Fig. 5. Removal of sialic acids on PS-1 CAFs results in reduced TAM differentiation.

a Percentage of CD163⁺CD206⁺ cells within the CD45⁺CD14⁺ population after co-culture with PS-1 CAFs, treated prior to the co-culture with SI or DMSO as control. b Expression of CD86 in macrophages after co-culture with PS-1 CAFs, treated prior to the co-culture with SI or DMSO as control. c Differentiation of monocytes after co-culture with PS-1 CAF Mock or CMAS KO. d PD-L1 expression on macrophages after co-culture with PS-1 CAF Mock or CMAS KO. e Percentage of CD163⁺CD206⁺ cells within the CD45⁺CD14⁺ population after co-culture with PS-1 CAF, transfected with untargeted or ST3GAL4 siRNA. f Percentage of Siglec-9⁺ cells within CD14⁺ monocytes on day 4 of co-culture after transfection with Siglec-9 KO plasmid or Mock plasmid. G Differentiation of Mock and Siglec-9 KO monocytes after co-culture with PS-1 CAF. %CD163⁺CD206⁺ cells were gated within CD14⁺ cells for Mock transfected monocytes and gated on the CD14⁺ Siglec-9^- population for the Siglec-9 KO transfected monocytes.

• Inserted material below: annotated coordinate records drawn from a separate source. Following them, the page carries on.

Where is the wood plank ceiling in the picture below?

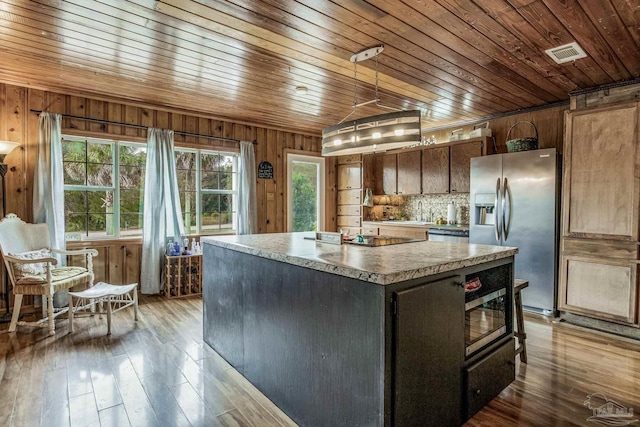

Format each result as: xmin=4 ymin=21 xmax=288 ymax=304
xmin=0 ymin=0 xmax=640 ymax=134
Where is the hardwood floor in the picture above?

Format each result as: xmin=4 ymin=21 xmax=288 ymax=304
xmin=0 ymin=297 xmax=640 ymax=427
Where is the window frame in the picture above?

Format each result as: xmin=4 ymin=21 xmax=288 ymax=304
xmin=175 ymin=147 xmax=240 ymax=236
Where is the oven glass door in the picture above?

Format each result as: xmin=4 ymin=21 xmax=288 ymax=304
xmin=465 ymin=288 xmax=507 ymax=356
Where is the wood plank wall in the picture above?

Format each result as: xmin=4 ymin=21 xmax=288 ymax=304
xmin=0 ymin=84 xmax=336 ymax=233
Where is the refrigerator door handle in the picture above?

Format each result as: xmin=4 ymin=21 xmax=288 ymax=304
xmin=502 ymin=178 xmax=511 ymax=242
xmin=493 ymin=178 xmax=502 ymax=244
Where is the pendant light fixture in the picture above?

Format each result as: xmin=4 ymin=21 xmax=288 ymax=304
xmin=322 ymin=46 xmax=421 ymax=156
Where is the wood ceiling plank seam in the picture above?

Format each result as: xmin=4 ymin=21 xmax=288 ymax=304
xmin=0 ymin=36 xmax=322 ymax=114
xmin=0 ymin=6 xmax=378 ymax=111
xmin=404 ymin=0 xmax=567 ymax=102
xmin=580 ymin=0 xmax=640 ymax=77
xmin=612 ymin=0 xmax=640 ymax=49
xmin=15 ymin=0 xmax=364 ymax=101
xmin=492 ymin=0 xmax=610 ymax=87
xmin=0 ymin=7 xmax=384 ymax=120
xmin=20 ymin=0 xmax=480 ymax=122
xmin=156 ymin=0 xmax=448 ymax=100
xmin=438 ymin=0 xmax=578 ymax=93
xmin=541 ymin=0 xmax=631 ymax=82
xmin=333 ymin=0 xmax=555 ymax=108
xmin=2 ymin=64 xmax=318 ymax=135
xmin=216 ymin=0 xmax=518 ymax=112
xmin=268 ymin=2 xmax=536 ymax=109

Fig. 6. Both tumor and stromal sialylation involved in TAM differentiation.

a Brightfield image of BxPC3 and PS-1 after 4 day co-culture. Dotted line illustrates an island of BxPC3 tumor cells “T”, surrounded with PS-1 cells marked with “C”. Scale bar equals 200 µm. b Percentage of CD163⁺CD206⁺ cells, CD86⁺ cells and MFI of HLA-DR within the CD45⁺CD14⁺ population after co-culture with BxPC3 and PS-1, that were treated prior to the co-culture with SI or DMSO as control. Statistical analysis with one-way repeated measures ANOVA and dunnett’s multiple comparison test. c Percentage of CD163⁺CD206⁺ cells within the CD45⁺CD14⁺ population after differentiation in the presence of conditioned media from either BxPC3 or PS-1. Conditioned media was generated over 24 h, after 3-day treatment of cells with SI or DMSO as control. d Percentage of CD163⁺CD206⁺ cells and MFI of PD-L1 and HLA-DR, within the CD45⁺CD14⁺ population after differentiation in the presence of conditioned media from BxPC3 and PS-1. Conditioned media was generated over 24 h, after 3-day treatment of cells with SI or DMSO as control. Statistical analysis with one-way repeated measures ANOVA and dunnett’s multiple comparison test.